Eleanor regarda mal Ava.
— Bon… Je vais vous laisser avec vos délires de magiciennes, je vais rejoindre Raphaël. C’est cool de t’avoir croisée, Nat’ ! me salua Anthoine tout en se levant pour quitter la table. Eleanor fit une grimace, qui d’après moi devait imiter Anthoine, puis se tournant vers nous, insista avec un regard perçant. Ava tripotait ses cheveux châtains et retenait un rire qui n’allait pas tarder à s’échapper.
— À mon avis, il vaut mieux laisser les morts là où ils sont, Eleanor, conseillai-je gentiment.
Nous passâmes toutes les trois dans notre salle commune le restant de la journée. Les filles me firent un débriefing sur les différents cours et surtout les différents bruits de couloir. Fort divertissant, je dois l’avouer !
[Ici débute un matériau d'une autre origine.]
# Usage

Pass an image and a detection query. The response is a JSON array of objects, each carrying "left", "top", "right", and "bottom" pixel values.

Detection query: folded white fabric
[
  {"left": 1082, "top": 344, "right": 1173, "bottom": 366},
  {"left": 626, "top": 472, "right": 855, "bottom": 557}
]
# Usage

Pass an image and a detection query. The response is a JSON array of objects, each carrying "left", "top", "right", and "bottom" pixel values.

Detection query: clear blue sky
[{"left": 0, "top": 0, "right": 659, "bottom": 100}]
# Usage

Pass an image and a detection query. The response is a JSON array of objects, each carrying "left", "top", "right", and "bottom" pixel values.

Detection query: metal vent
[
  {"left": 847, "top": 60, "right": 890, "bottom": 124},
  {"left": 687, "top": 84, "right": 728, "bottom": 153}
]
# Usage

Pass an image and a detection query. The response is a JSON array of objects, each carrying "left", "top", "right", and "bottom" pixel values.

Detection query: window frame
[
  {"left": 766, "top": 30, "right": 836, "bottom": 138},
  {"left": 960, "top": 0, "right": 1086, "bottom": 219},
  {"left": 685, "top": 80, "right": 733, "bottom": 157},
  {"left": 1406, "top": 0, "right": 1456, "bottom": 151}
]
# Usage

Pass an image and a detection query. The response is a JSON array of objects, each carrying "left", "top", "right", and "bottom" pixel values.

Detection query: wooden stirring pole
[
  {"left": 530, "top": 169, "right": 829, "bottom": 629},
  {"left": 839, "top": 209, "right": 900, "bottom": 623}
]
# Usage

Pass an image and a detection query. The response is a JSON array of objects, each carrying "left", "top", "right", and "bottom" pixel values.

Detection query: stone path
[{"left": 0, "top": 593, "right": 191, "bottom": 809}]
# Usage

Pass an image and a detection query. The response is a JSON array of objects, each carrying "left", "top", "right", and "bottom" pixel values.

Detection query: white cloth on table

Les lumières artificielles commençaient à s’allumer dans l’enceinte du château. La nuit tombait doucement et avec elle, la fin d’une journée curieusement intéressante. Une fois dans notre « modeste petit salon », comme le disait Eleanor, je souhaitai une bonne nuit à mes deux nouvelles camarades et m’effondrai sur mon lit. Comme il est confortable ce lit à baldaquin ! Il était fait d’un bois robuste, accompagné d’un drapé légèrement transparent dans les tons crème. Ces simples voilures, donnant l’effet de rideaux, offraient une bulle d’intimité, loin de tous ces mensonges de la vie. Je fermai les yeux et essayai de rejoindre le monde des songes.
— Seigneur ! Elizabeth, regardez-vous ! s’exclama la gouvernante en essayant d’arranger les cheveux bouclés de la jeune fille.
Celle-ci alla s’asseoir sur une chaise placée devant la coiffeuse.
— Marina ! Vous me faites mal ! Aïe ! Laissez-moi en paix ! Vous ajoutez du poids à mon malheur.
— Il n’est pas concevable pour une jeune fille de votre rang d’apparaître comme vous le faites. Tenez-vous droite ! ordonna Marina.
— Père est bizarre… Il ne veut plus que Carter et moi jouions ensemble quand… Je… la voix de l’enfant se perdit dans des sanglots.
— Je suis là, mademoiselle… chuchota la domestique tout en prenant dans ses mains le visage de la petite fille en pleurs.